Vergleich Kondenstrockner oder Ablufttrockner: Was ist besser?

Wäschetrockner sind praktisch. Sie trocknen die Wäsche schnell, platzsparend und erleichtern damit die Hausarbeit. Beim Besuch eines Fachgeschäfts stellt sich Ihnen jedoch schnell die Frage: Kondenstrockner oder doch lieber Ablufttrockner? Beide Geräte trocknen Ihre Wäsche einwandfrei. Doch nicht jedes Gerät lässt sich überall aufstellen.

Wie funktioniert ein Ablufttrockner?

Ablufttrockner sind die Klassiker, wenn es um Wäschetrockner geht. Sie leiten warme Luft in die Wäschetrommel, sodass die Wäsche trocknet. Die entstehende Feuchtigkeit wird über einen Schlauch nach außen transportiert. Wichtig für den Einsatz eines Ablufttrockners ist, dass Sie die Möglichkeit haben, den Abluftschlauch ins Freie zu leiten. Ideal ist eine Öffnung in der Mauer oder ein Fenster, durch das der Schlauch nach außen führt. Achten Sie am Ende des Schlauches auf ein leichtes Gefälle, damit die kondensierende Feuchtigkeit ablaufen kann. Wird die feuchte Luft direkt in den Raum hineingeleitet, riskieren Sie Schimmel.
Ablufttrockner gibt es in verschiedenen Energieeffizienzklassen. Bevorzugen Sie die Klasse A, sie stellt in der Regel verschiedene Trockenprogramme zur Verfügung, die Sie individuell wählen können.
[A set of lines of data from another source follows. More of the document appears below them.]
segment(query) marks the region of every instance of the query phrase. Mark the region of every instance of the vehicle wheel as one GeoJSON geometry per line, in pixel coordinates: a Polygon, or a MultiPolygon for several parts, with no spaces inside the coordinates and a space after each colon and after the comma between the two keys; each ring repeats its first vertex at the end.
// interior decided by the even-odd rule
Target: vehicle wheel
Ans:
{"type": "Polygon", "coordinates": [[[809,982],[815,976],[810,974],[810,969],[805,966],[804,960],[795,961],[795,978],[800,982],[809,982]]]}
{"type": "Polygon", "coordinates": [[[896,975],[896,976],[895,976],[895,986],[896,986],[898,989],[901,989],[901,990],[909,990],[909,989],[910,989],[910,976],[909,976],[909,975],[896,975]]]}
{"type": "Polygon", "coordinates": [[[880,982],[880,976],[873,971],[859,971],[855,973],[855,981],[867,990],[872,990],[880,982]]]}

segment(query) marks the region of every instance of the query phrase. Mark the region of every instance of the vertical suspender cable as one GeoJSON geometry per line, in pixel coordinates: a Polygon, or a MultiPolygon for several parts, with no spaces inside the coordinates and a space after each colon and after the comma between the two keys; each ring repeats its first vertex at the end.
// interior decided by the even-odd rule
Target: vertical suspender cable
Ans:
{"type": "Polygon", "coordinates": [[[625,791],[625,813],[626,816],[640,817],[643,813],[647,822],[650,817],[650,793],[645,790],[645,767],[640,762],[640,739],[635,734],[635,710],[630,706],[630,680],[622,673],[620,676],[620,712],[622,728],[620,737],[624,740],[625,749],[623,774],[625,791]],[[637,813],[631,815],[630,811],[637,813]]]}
Das Prinzip eines Kondenstrockners

Beim Kondenstrockner befindet sich die Luft im Inneren des Trockners in einem geschlossenen Kreislauf. Kühle Luft gelangt in den Trockner und wird dort erwärmt. Sie nimmt die Feuchtigkeit aus der Wäsche auf und führt sie in den sogenannten Kondensator. Der Kondensator befindet sich unter der Wäschetrommel. Die feucht-warme Luft wird hier abgekühlt, durch diesen Prozess entsteht Wasser, das sich sammelt. Die nun kühle Luft gelangt wieder in das Innere des Trockners, wo sich der Vorgang wiederholt. Kondenstrockner benötigen etwas mehr Strom als Ablufttrockner. Mittlerweile sind Kondenstrockner mit Wärmepumpe auf dem Markt, die die Effizienzklasse A haben und weniger Strom verbrauchen.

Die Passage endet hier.